こんばんは。最近、店員さんの立派な接客に感心しているリサですが、以前、田舎で魚屋をしていた両親から、興味深い話を聞いたことがあります。

 それは、お店に来た、あるセールスマンの話です。

 以前やっていた魚屋では、スーパーなどと違いマグロやイカなどのお刺身を、人数分(2人前とか)を聞いてからお客様の前できれいに切って、グラム単位で金額を確定させて売るために、「はかり」を使っていました。

 100グラム当たりの値段を入力すると、重さに見合った値段が表示されるはかりです。   

 そのセールスマンは、はじめて来たとき、「新しい、性能のいいはかり」はいかがですか?」とは言わなかったそうです。

 「はかり屋ですが、はかりの点検をさせてください。
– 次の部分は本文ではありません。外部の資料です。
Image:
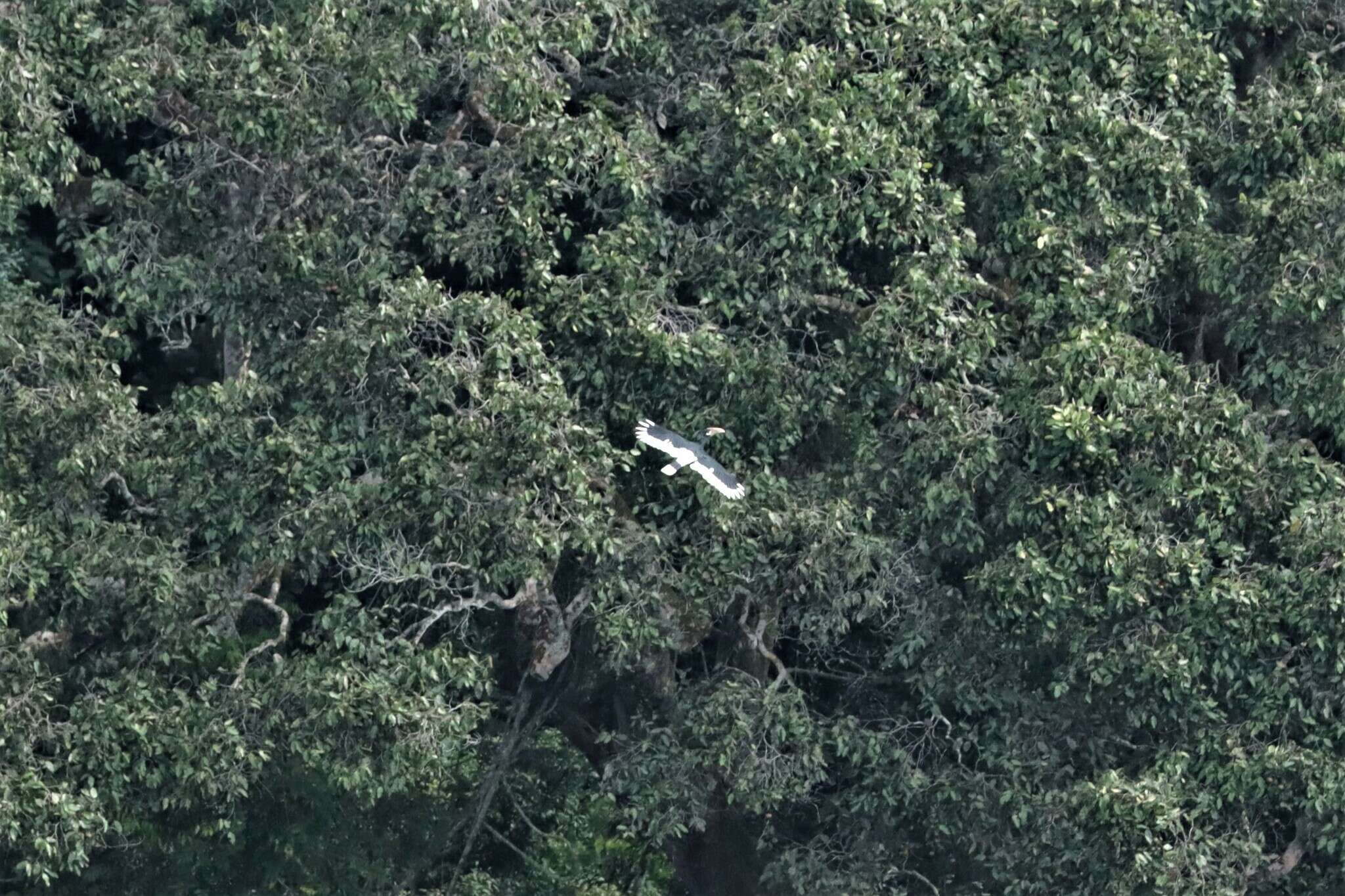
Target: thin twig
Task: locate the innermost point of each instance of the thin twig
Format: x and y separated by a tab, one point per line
917	876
」と言ったのだそうです。

 父は、「ただで見てくれるのなら、お願いします。でも今すぐには買うつもりはありません」と言ったそうです。

 はかり屋さんは、簡単なチェックだけして、「異常はありませんでした。ありがとうございました。」と告げて、名刺を置いて帰って行ったそうです。

 1ヶ月後、2ヶ月後、3か月後・・・・・、と毎月やって来ては、同じチェックをしていたのだそうです。

 一方、そのはかりを売ったはかり屋さんは売りっぱなし!「故障したら、お電話ください!いつでも飛んで来ますよ!」と言う感じだったとか。

 ある日、はかりが壊れてしまったとき、父が「新しいはかり」を注文したのは、どちらの「はかり屋さん」だったかは言うまでもありません。

 ただ、すごいのは、毎月点検に来ているのに、「買って下さい」とは一度も言わなかったということです。

 これは、すごいことだと思いました。

 真面目に、誠意をもって、お客様のために尽くそうという姿勢が、行動から見える。

 両親とも、月に一度、しかも10分程度しか会わないそのセールスマンの仕事ぶりや、人間性に次第に惹かれていったようです。

 「新しいはかり」を売って数ヶ月後、「転勤になりました。お世話になりました。」と、あいさつに来られましたが、別の店舗の支店長さんにご栄転されるとのことでした。